'Crowd science' 大众科学


Image caption Penguins are being observed by people keen to help the scientists

Vocabulary: science 词汇: 科学

Are you patient? Do you have attention to detail, free time and access to a computer? Well, then a scientist might welcome your help. Researchers in the UK say it's becoming crucial to count on Joe Public to help them with their projects. They need people to examine data and submit their observations online.

British teenagers Sasha and Matthew are taking part in a study of penguins from the comfort of their homes. The pair look at pictures and tag photos identifying adults, chicks and eggs. Every click of their mouse is helping to build up a detailed picture of penguin colonies. They, and thousands of others, are helping scientists to understand why some colonies are growing and others are decreasing. Within the first four hours of Penguin Watch going live, 'citizen scientists' labelled more images than the research team had in five years.

Dr Tom Hart, Penguin Watch Coordinator at Oxford University, says: "When you go beyond what a scientist can analyse to what a mass audience can do, then you scale it up beyond what any other project could do."

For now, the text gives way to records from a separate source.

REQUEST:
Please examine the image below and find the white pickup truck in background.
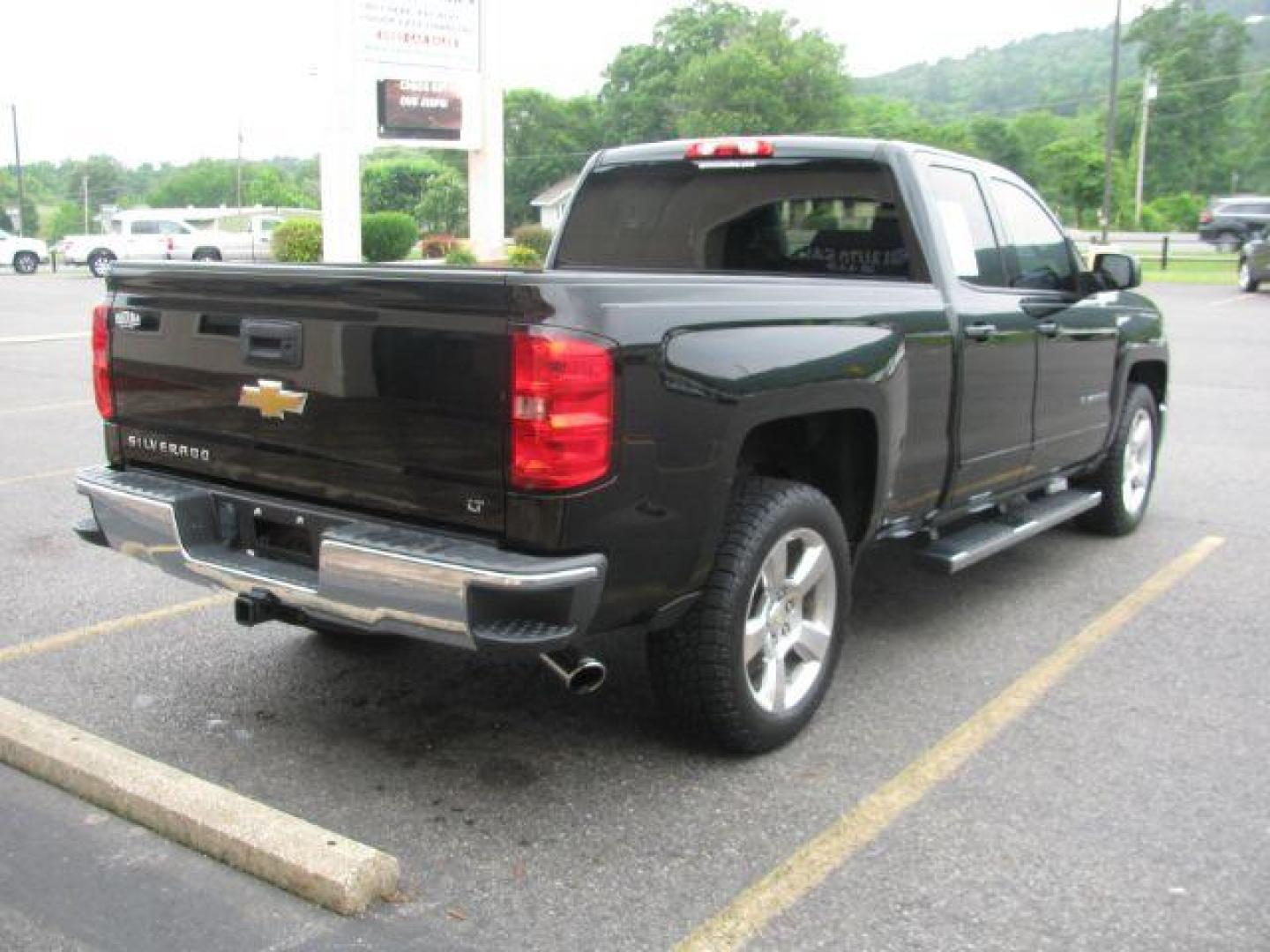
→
[0,228,49,274]
[57,210,194,278]
[173,212,286,262]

The British Science Association says families are helping out with rigorous research. It made a difference to the Planet Hunters Project, which ran for five years. Volunteers looked at dots which showed how the brightness of a star changed at different points in its solar system.

According to Dr Robert Simpson from Oxford University, who took part in the project, the volunteers discovered planets and these are now in published papers. He says with pride: "We can go and look at these planets with other telescopes and we know they exist because of those helpers."

But how do scientists guard their research against accidental or deliberate mistakes in observation? Dr Simpson isn't worried. "We get lots of people looking at the same things," he says. The researcher warns that people who are maliciously clicking on the site are very obvious and can be identified very quickly. So, there's no fooling the scientists.

And to make sure things go well, the Penguin Watch paper will go through a peer review before being published. After that, every 'citizen scientist' will be credited.